Can we do this? Can we make it for the next 30+ years – and still like each other and have fun together?
I have asked myself all of these questions over the last 12+ years of marriage and there have been times when I’ve thought
I don’t think I can do this anymore.
I had this thought a lot during our first year of marriage. Chris was 29 and up until then he had managed to dodge a serious relationship. So he didn’t come “house-broken.”
He wanted to do what he wanted to do. He didn’t understand that in relationships (like in life) you have to compromise and sometimes you have to do things you don’t want to do. And of course, I wanted him to do quite a few things he didn’t want to.

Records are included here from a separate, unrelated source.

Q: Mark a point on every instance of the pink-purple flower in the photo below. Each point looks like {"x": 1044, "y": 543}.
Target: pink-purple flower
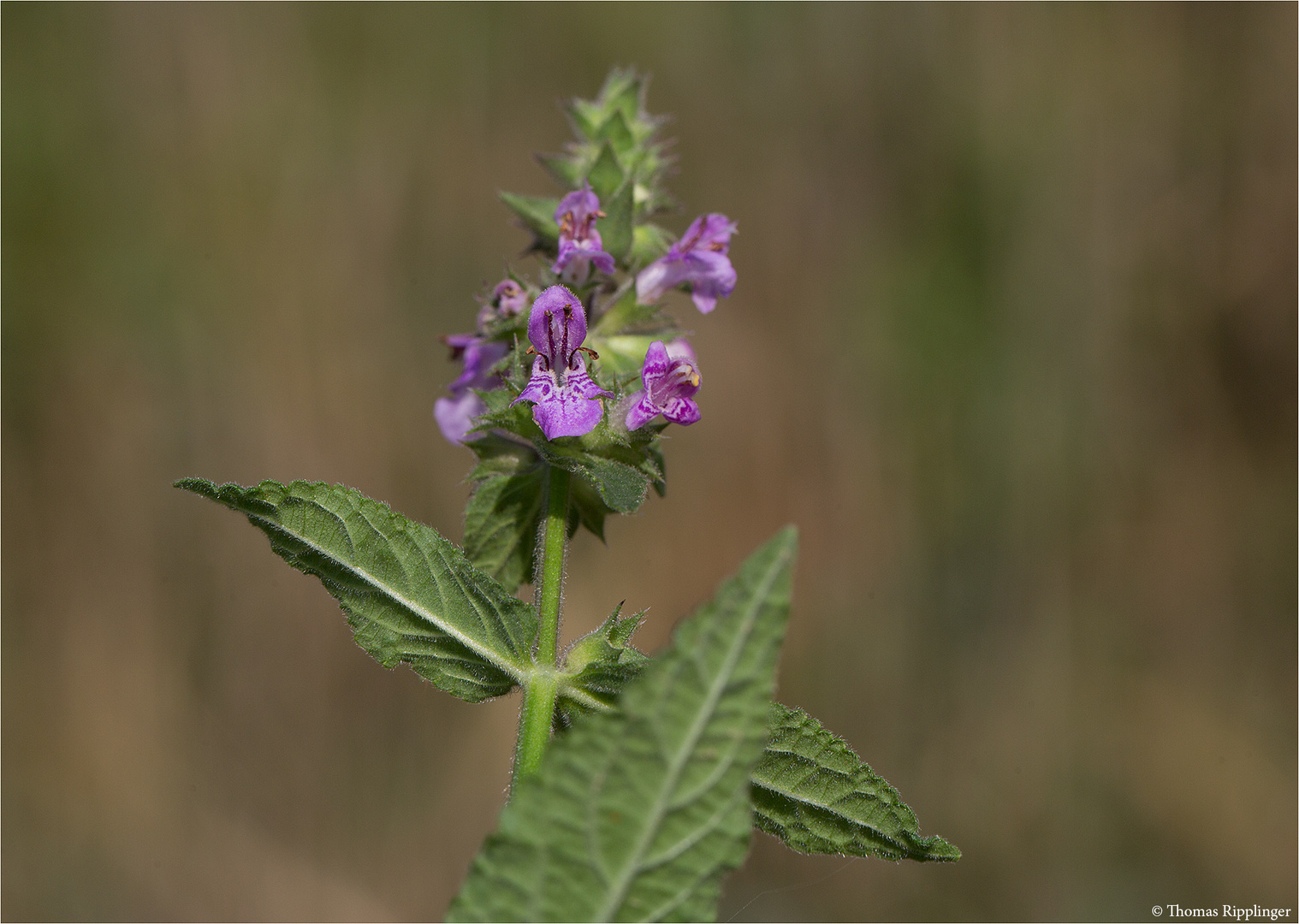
{"x": 671, "y": 377}
{"x": 507, "y": 300}
{"x": 564, "y": 397}
{"x": 579, "y": 242}
{"x": 456, "y": 415}
{"x": 699, "y": 259}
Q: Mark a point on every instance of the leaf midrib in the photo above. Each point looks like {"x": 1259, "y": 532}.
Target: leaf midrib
{"x": 827, "y": 806}
{"x": 619, "y": 888}
{"x": 519, "y": 672}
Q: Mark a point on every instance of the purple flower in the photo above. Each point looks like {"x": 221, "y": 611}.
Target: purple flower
{"x": 699, "y": 259}
{"x": 564, "y": 397}
{"x": 671, "y": 377}
{"x": 456, "y": 415}
{"x": 507, "y": 300}
{"x": 579, "y": 242}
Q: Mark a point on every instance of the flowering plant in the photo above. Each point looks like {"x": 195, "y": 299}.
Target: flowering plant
{"x": 637, "y": 780}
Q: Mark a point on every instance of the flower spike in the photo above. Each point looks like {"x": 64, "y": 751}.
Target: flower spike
{"x": 563, "y": 394}
{"x": 699, "y": 259}
{"x": 579, "y": 243}
{"x": 671, "y": 378}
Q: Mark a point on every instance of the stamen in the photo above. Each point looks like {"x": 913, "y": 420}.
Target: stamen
{"x": 549, "y": 337}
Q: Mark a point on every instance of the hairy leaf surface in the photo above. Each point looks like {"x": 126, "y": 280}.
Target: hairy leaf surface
{"x": 409, "y": 594}
{"x": 504, "y": 512}
{"x": 637, "y": 814}
{"x": 816, "y": 794}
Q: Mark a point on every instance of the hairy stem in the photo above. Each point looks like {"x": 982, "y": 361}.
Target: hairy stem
{"x": 534, "y": 720}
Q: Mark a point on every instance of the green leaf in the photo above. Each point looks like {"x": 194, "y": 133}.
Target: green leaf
{"x": 649, "y": 243}
{"x": 636, "y": 815}
{"x": 616, "y": 227}
{"x": 506, "y": 510}
{"x": 606, "y": 175}
{"x": 564, "y": 168}
{"x": 616, "y": 132}
{"x": 620, "y": 485}
{"x": 409, "y": 595}
{"x": 815, "y": 793}
{"x": 599, "y": 664}
{"x": 537, "y": 213}
{"x": 587, "y": 507}
{"x": 584, "y": 117}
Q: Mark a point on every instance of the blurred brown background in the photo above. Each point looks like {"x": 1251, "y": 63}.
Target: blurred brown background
{"x": 1013, "y": 345}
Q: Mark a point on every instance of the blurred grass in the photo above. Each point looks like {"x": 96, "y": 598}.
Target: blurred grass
{"x": 1013, "y": 345}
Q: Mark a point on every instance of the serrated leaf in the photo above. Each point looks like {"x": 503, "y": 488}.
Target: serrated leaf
{"x": 816, "y": 794}
{"x": 810, "y": 788}
{"x": 537, "y": 213}
{"x": 636, "y": 815}
{"x": 409, "y": 594}
{"x": 504, "y": 513}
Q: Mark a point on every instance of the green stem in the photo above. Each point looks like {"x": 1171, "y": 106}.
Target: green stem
{"x": 534, "y": 720}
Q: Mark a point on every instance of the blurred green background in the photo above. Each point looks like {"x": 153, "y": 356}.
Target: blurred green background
{"x": 1013, "y": 345}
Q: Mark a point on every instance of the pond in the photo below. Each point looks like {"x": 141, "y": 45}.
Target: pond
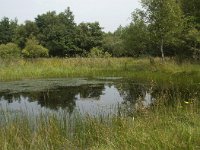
{"x": 109, "y": 96}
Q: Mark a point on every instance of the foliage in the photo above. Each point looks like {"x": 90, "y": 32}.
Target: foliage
{"x": 165, "y": 21}
{"x": 25, "y": 31}
{"x": 113, "y": 43}
{"x": 9, "y": 50}
{"x": 57, "y": 32}
{"x": 34, "y": 50}
{"x": 89, "y": 35}
{"x": 136, "y": 35}
{"x": 98, "y": 53}
{"x": 7, "y": 30}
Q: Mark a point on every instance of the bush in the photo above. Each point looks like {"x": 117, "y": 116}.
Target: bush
{"x": 9, "y": 50}
{"x": 98, "y": 53}
{"x": 34, "y": 50}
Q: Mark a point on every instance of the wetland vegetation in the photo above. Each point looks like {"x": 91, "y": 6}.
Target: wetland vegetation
{"x": 65, "y": 85}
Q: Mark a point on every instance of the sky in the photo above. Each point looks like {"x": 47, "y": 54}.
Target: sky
{"x": 109, "y": 13}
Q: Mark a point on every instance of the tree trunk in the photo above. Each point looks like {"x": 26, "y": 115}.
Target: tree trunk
{"x": 161, "y": 49}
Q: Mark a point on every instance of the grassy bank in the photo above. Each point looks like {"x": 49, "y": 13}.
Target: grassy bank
{"x": 155, "y": 128}
{"x": 169, "y": 71}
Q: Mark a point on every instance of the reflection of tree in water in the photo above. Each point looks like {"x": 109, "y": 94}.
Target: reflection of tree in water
{"x": 63, "y": 97}
{"x": 132, "y": 92}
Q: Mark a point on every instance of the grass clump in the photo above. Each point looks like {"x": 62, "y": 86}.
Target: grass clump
{"x": 140, "y": 69}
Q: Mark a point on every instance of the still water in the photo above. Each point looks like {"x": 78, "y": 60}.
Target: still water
{"x": 87, "y": 97}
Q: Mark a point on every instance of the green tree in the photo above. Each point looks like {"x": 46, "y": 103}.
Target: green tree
{"x": 57, "y": 32}
{"x": 165, "y": 21}
{"x": 34, "y": 50}
{"x": 9, "y": 50}
{"x": 25, "y": 31}
{"x": 136, "y": 36}
{"x": 7, "y": 30}
{"x": 89, "y": 35}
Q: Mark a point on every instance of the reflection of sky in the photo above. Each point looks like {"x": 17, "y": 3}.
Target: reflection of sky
{"x": 104, "y": 105}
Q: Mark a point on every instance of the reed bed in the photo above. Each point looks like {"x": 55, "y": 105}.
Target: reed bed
{"x": 140, "y": 69}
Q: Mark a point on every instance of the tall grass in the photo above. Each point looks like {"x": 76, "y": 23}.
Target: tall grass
{"x": 99, "y": 67}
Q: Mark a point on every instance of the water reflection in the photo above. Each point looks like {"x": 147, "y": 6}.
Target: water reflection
{"x": 96, "y": 98}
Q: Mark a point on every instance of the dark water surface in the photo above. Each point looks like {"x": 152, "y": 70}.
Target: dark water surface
{"x": 93, "y": 97}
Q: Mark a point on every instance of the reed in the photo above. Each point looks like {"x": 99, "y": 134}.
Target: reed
{"x": 140, "y": 69}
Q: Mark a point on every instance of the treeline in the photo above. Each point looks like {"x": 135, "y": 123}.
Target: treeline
{"x": 161, "y": 28}
{"x": 50, "y": 34}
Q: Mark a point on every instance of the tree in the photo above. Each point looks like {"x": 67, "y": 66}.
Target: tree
{"x": 89, "y": 35}
{"x": 165, "y": 21}
{"x": 136, "y": 36}
{"x": 7, "y": 29}
{"x": 25, "y": 31}
{"x": 9, "y": 50}
{"x": 57, "y": 32}
{"x": 34, "y": 50}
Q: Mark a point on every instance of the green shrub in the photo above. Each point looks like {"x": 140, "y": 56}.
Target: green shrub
{"x": 98, "y": 53}
{"x": 34, "y": 50}
{"x": 9, "y": 50}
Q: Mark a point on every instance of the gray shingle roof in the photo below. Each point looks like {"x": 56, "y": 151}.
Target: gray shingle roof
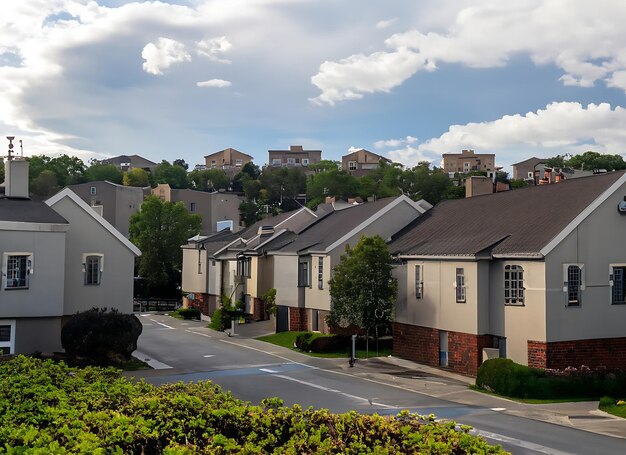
{"x": 519, "y": 222}
{"x": 325, "y": 232}
{"x": 28, "y": 211}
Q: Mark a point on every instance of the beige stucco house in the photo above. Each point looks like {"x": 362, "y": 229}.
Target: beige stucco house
{"x": 58, "y": 257}
{"x": 302, "y": 265}
{"x": 536, "y": 275}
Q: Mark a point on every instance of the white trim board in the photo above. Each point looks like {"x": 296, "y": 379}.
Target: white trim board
{"x": 66, "y": 192}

I used to think these doubts meant we weren’t going to make it. Now I think it’s probably very common and it doesn’t mean anything. We all have insecurities about ourselves and about our relationships.
During that first year of marriage, I remember being on the fence about whether I wanted to stay married and I also remember making the decision to stay married and make it work. Chris probably didn’t realize how seriously I was considering calling it quits and I also didn’t share my decision to stay with him but what’s crazy is that shortly after I made that decision things got better!
What I didn’t realize at the time was how much my attitude (the negativity and indecisiveness I was feeling) affected our relationship.
A friend recently asked me how I started my company and I said,
I just decided to do it.
I think this same attitude that can apply to start-ups, can apply to relationships.
With that said, I don’t believe that in every relationship you should just “decide to stay.”
There are some situations that can’t be worked out. But 12+ years later we are a very happy couple with normal ups-and-downs and I try to remember that the occasional negative thought is normal and doesn’t define our future.